24. Re:Many DDR3 modules? by oobayly · 2014-12-24 11:03 · Score: 1
  
  My understanding was that oxygen free copper is supposed to more fatigue tolerant so that it gives better plug-unplug endurance, not better sound.
25. Re:Many DDR3 modules? by MightyYar · 2014-12-24 11:36 · Score: 1
  
  I've seen nonsense about inductance and capacitance. And then it'll be stranded. Oy.
  Most people are using it to make a permanent connection in their homes with stranded wire... so endurance, fatigue, corrosion are all non-issues. I would wager a very high sum of money that double-blind testing would result in no perceptible difference.
  
  --
  W..w..W - Willy Waterloo washes Warren Wiggins who is washing Waldo Woo.
26. Re:Many DDR3 modules? by oobayly · 2014-12-24 12:23 · Score: 1
  
  Oops, had meant to say that in my comment - that very few people will need the "endurance" - I completely agree. I have to admit that I got suckered into buying zero-oxygen-copper cables (it sounds good, doesn't it), until I decided to check what it actually meant - zilch!
27. Re:Many DDR3 modules? by Luckyo · 2014-12-24 14:33 · Score: 1
  
  That is indeed the problem with many technologies. "If they were standard, their costs would be much cheaper".
  At which point the question becomes that of "is this functionality actually needed as a standard in most use scenarios?"
  For ECC memory, this question was asked ever since the early 80s and the answer is still "no".

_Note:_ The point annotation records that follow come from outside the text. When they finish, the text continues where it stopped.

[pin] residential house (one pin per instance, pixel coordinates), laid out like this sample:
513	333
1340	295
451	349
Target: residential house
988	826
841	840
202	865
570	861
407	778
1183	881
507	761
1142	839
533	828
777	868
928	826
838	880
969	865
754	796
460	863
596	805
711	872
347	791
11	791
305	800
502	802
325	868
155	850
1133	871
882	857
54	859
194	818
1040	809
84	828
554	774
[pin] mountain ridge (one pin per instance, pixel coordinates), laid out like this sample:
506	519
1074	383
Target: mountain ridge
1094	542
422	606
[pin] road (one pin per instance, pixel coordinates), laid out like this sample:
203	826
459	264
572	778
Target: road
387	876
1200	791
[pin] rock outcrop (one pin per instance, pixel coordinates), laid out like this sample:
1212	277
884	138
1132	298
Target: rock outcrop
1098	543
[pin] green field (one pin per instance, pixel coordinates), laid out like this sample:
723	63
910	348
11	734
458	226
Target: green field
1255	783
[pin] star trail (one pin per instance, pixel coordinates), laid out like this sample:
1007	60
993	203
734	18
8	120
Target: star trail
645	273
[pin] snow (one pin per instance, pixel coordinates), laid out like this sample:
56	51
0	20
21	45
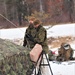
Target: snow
63	68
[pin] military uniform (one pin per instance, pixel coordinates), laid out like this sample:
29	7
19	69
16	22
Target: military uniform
38	35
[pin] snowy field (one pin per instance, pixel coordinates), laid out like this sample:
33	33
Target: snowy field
64	68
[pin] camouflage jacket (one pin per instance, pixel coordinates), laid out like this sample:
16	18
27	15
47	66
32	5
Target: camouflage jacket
39	36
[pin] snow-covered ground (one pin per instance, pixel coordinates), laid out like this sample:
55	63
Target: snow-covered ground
64	68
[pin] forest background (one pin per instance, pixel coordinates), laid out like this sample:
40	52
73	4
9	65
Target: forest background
16	13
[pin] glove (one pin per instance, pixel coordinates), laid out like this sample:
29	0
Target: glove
30	37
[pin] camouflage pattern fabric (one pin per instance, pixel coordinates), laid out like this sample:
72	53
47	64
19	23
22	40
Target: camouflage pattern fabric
39	35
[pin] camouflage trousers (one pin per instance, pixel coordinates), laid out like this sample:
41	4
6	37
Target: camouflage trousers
30	65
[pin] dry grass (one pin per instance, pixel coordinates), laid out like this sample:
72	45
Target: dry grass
56	42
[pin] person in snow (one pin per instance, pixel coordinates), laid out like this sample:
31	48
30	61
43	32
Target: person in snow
28	31
35	35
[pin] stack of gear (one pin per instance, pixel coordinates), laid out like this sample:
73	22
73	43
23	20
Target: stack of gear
13	59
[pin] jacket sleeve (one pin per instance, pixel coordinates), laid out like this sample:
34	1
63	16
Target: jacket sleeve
40	36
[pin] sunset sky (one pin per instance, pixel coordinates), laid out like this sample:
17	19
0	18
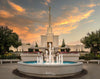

28. Re:Many DDR3 modules? by Luckyo · 2014-12-24 14:39 · Score: 1
  
  This used to be the problem back in the day before DDR3, true. After DD3 got to around 1333-1600MHz, the problem was effectively eliminated in favour of latency being the only reasonable bottleneck. And that actually gets worse rather than better when you increase the frequency
  The tests you link show exactly that - no noticeable difference. They're looking at 1-2% difference between 1333 modules and 2400 modules. Because that is not the bottleneck. System is bottlenecked elsewhere, most likely on GPU. If this was a bottleneck, you would see improvements that would match the differential in RAM speed, as happens with most GPU tests for example.
29. Re:Many DDR3 modules? by MightyYar · 2014-12-24 16:10 · Score: 2
  
  ALL of that audiophile stuff sounds good (pun intended).
  
  --
  W..w..W - Willy Waterloo washes Warren Wiggins who is washing Waldo Woo.
30. Re:Many DDR3 modules? by sjames · 2014-12-24 19:17 · Score: 1
  
  That crazy theory again!?!
  Sir, I assure you that ducks absolutely do not cause climate change!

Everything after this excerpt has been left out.